HP Veer, Pre 3 and TouchPad forums are open! 14
by Phil Nickinson Wed, 09 Feb 2011 4:19 pm EST

Now that the HP Veer, Pre 3 and TouchPad are officially offical, it's time to mosey on over to the PreCentral forums, people. The discussion's already begun. Here's a smattering:
- HP Veer Forums: It kind of looks like a KIN
- HP Pre 3 forums: Are you impressed?
- HP TouchPad forums: Ah, you've been here already, right?
Let's get to posting, people!



























14 Comments
Why doesn't anyone point out that.... Bb playbook and android 3.0 copied webos? Wtf
IS THERE ANYWAY PRECENTRAL MAKE A REQUEST FROM TO HPALM THAT WE WANT A PHONE WITHOUT ANY VIRTUAL KEYBOARD? SOMETHING LIKE THE IPHONE OR EVO IN THIS CASE? THIS IS PLAIN GARBAGE WAT ARE THEY DOIN! COMMON! TWO YRS N STILL THE SAME HORRIBLE IDEA THAT CAME OUT THE FIRST TIME THAT TOOK THE COMPANY DOWN WITH IT!
I don't believe theses phone do have a virtual keyboard. I LOVE my tactile response. Go buy an iPhone, Choleface.
Horrible idea? lol no
so just unlocked phones no sprint verizon att?
palm user since way way back. I now am feeling like a new ios user. hwhat do ya net summer will become fall. You I have been loyal just because I thought I would be rewarfed with an update at least. Geez HP, way to stay with the Palm strategy that failed them promis the future (beyond) and see how many hang on. Is the competition really that bad?
Firts of what the hell happened to the 2.0 update on all the other phones this is ridiculous
enough with the complaining, if you don't like the phone.... GO TO DROID OR... WAIT FOR IT , IPHONEY!!! It's that damn simple poof be gone!!!!
Summer for a Pre 3, huh? Sprint? Looks like too little, too late at this point.
I dunno. I'll see how long my current Sprint Pre lasts (on my second replacement) and see what's out there when it dies.
It seems the biggest event palm fans has been soured by the distorted reality that hp palm is living in: sound ambiguous but let me clarify my points:
1. Two years in the making of the best mobile os betrayed by appalling hardware, nothing about veer, or palm 3 to shout about
2. No support for Arabic and other non Latin languages yet, oh my mighty apple!
3. Android has surpassed the web os who has stayed rather stagnant for two years
4. Non physical keyboard still lacking, the japanese are surely laughing at this stupid decision
Palm need to remove their blurry spectacles and think beyond, oh yes beyond!
I love webos but the damn people are always late. I mean come on they were even late to their damn event.
Positive note:
1. the cloud sync looks great with the touchstone technology but it remains to be seen if palm does not mess it up.
2. The topaz looks the deal and I believe the most sensible from hp was to leave the rear camera, why on earth do we want a rear camera on a tablet.
3. The topaz is heavy, yeah man more heavier than the iPad, definitely win the battle of obesity here lol!
I am not an apple fan and I was expecting great from hp palm! I must admit now that the set hardware producer is apple and just imagine webos on the iPhone 4. Jobs would just be left drooling!

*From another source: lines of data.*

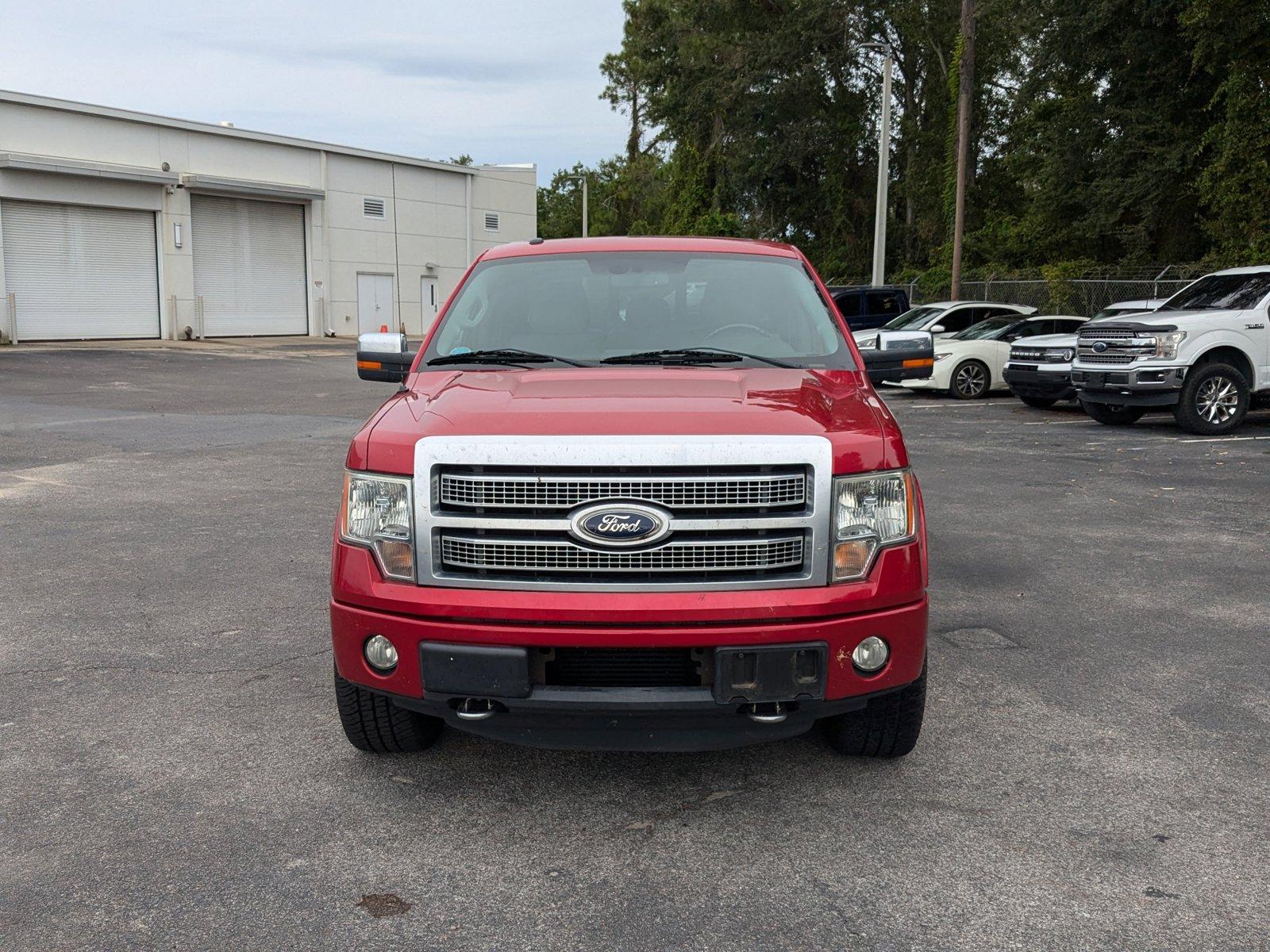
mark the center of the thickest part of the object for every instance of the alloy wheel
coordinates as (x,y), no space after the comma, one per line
(971,380)
(1217,400)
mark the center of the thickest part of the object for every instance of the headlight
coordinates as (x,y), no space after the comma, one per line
(869,512)
(1166,344)
(378,513)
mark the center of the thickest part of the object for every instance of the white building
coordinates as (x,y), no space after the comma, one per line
(116,224)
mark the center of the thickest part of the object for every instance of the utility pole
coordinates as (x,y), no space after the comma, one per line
(583,181)
(879,276)
(965,92)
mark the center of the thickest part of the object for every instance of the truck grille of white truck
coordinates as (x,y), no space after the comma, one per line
(493,514)
(1111,346)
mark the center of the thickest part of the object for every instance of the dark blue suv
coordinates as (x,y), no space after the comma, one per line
(867,308)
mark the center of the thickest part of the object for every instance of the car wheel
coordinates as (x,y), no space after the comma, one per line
(374,724)
(971,380)
(1114,414)
(888,727)
(1213,400)
(1039,403)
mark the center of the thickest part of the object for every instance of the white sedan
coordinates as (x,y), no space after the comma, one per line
(972,363)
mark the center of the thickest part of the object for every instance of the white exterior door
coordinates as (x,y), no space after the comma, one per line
(375,304)
(249,266)
(79,272)
(431,302)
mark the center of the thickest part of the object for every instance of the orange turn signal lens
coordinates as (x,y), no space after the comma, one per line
(851,560)
(397,558)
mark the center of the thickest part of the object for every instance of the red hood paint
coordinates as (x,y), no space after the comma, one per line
(838,405)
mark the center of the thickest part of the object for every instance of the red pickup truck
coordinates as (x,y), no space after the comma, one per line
(633,494)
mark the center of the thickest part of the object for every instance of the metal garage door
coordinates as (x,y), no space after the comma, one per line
(79,272)
(249,266)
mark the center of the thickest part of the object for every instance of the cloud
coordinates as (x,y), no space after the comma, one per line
(502,80)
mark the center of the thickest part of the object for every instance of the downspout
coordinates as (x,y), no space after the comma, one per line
(468,219)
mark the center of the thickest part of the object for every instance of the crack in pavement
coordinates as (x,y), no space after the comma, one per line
(90,670)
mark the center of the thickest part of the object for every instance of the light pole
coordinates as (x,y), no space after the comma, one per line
(879,274)
(583,181)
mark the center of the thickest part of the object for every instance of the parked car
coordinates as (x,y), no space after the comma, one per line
(864,306)
(944,319)
(1122,308)
(1204,355)
(1039,370)
(972,365)
(601,514)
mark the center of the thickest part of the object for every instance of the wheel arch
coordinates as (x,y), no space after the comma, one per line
(1233,355)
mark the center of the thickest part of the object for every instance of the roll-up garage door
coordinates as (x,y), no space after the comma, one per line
(79,272)
(249,266)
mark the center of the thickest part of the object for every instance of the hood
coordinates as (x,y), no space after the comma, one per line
(1047,340)
(1153,321)
(838,405)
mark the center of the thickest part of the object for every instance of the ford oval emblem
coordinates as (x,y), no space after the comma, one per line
(616,524)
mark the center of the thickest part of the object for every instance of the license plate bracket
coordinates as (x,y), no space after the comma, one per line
(755,674)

It seems to me that palm is not adventurous enough and I believe that let alone android but even blackberry will be no match for them in matter of month. I really think that is cheap innovation and stupid advertising from hp palm
incredibly, unbelievably, underwhelming.
HP should have saved the money spent on this dog and pony show and just had a 3-piece cardboard science fair display with styrofoam mock-ups of their "new" me-too devices.
- still no expandable storage (sorry; usb/cloud does NOT count)
- no 2.0 for older phones (ergo no flash support)
they (hp, palm, whoever they are) really, truly, don't get it.
very sad.
To little (literally, in the case of the Veer--who do they expect to buy THAT?), too late.
If the original Pre had offered what the Pre 3 offers, it would have been a success. But I don't see enough here to take on the entrenched market share of iOS and Android.
And really, what was the thought process behind the veer? "I bet consumers want a smart phone they have to squint at, and that's too small to actually use to surf the web." With Android offered on screens of 4 inches and larger, HP should have been aiming for a bigger brother to the Pre, not a little brother.